Currently used description based image retrieval is not suitable for an effective image search with a large unstructured repository of images. Thus to overcome the issue the concept of Content Based Image Retrieval (CBIR) aroused, where image search is done using the features which can be extracted from the image content. Color, edge, shape and texture are the most common. In most of the CBIR systems, there are few sub functions as Feature Extraction, Clustering and Storing, Similarity Matching and Display results.
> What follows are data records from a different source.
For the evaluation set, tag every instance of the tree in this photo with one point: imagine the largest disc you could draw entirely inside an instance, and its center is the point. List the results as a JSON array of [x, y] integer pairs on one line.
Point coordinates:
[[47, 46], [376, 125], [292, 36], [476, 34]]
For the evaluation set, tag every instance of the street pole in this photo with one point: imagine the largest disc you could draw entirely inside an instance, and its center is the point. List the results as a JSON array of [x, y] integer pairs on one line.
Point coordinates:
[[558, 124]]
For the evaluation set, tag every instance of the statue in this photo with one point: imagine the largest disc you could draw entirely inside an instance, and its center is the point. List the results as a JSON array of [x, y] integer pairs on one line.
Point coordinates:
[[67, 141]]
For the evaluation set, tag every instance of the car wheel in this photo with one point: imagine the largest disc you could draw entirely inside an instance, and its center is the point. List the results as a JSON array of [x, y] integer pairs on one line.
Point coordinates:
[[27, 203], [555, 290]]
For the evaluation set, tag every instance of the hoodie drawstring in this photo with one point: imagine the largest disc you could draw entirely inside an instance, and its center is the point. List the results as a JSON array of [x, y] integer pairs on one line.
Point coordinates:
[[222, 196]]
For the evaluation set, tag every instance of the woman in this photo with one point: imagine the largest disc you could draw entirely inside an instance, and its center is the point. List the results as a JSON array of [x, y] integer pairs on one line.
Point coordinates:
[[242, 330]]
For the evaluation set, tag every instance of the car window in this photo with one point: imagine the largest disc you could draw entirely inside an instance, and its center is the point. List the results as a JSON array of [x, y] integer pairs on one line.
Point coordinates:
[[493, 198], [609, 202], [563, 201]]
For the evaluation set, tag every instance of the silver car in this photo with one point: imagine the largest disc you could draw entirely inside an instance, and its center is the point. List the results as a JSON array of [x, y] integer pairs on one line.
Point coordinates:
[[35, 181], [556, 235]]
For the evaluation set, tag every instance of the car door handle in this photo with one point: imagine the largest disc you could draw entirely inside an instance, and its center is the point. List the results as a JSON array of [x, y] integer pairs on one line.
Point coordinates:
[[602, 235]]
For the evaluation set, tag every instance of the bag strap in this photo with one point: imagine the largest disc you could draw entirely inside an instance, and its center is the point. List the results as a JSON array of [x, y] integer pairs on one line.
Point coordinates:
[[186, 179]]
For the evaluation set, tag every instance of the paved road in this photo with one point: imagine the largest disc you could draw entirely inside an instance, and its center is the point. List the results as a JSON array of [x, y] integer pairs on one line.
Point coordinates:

Quality of the last result in CBIR heavily depends on Feature Extraction module which is time consuming. Proposed solution was designed for and Effective CBIR by improving the efficiency of Feature Extraction. In most of CBIR systems search image set must be inserted. Then query image can be inserted. As the output user can retrieve group of images alike the queried image. When image set is inserted, system extracts features of each image, average them, cluster them, indexed them and store them in appropriate clusters. Features of set of images are extracted by the Feature Extraction Module. Before clustering, image matrices are averaged to one dimensional array using a revised averaging algorithm to reduce the complexity of calculations and perform efficiency. Averaged features are clustered using K-mean algorithm and stored appropriately. When query image inserted, again extracts the features of it and compares the stored features and calculates a similarity value for each image in the nearest cluster. Finally it displays the result image set according to the order they are matched with the query image.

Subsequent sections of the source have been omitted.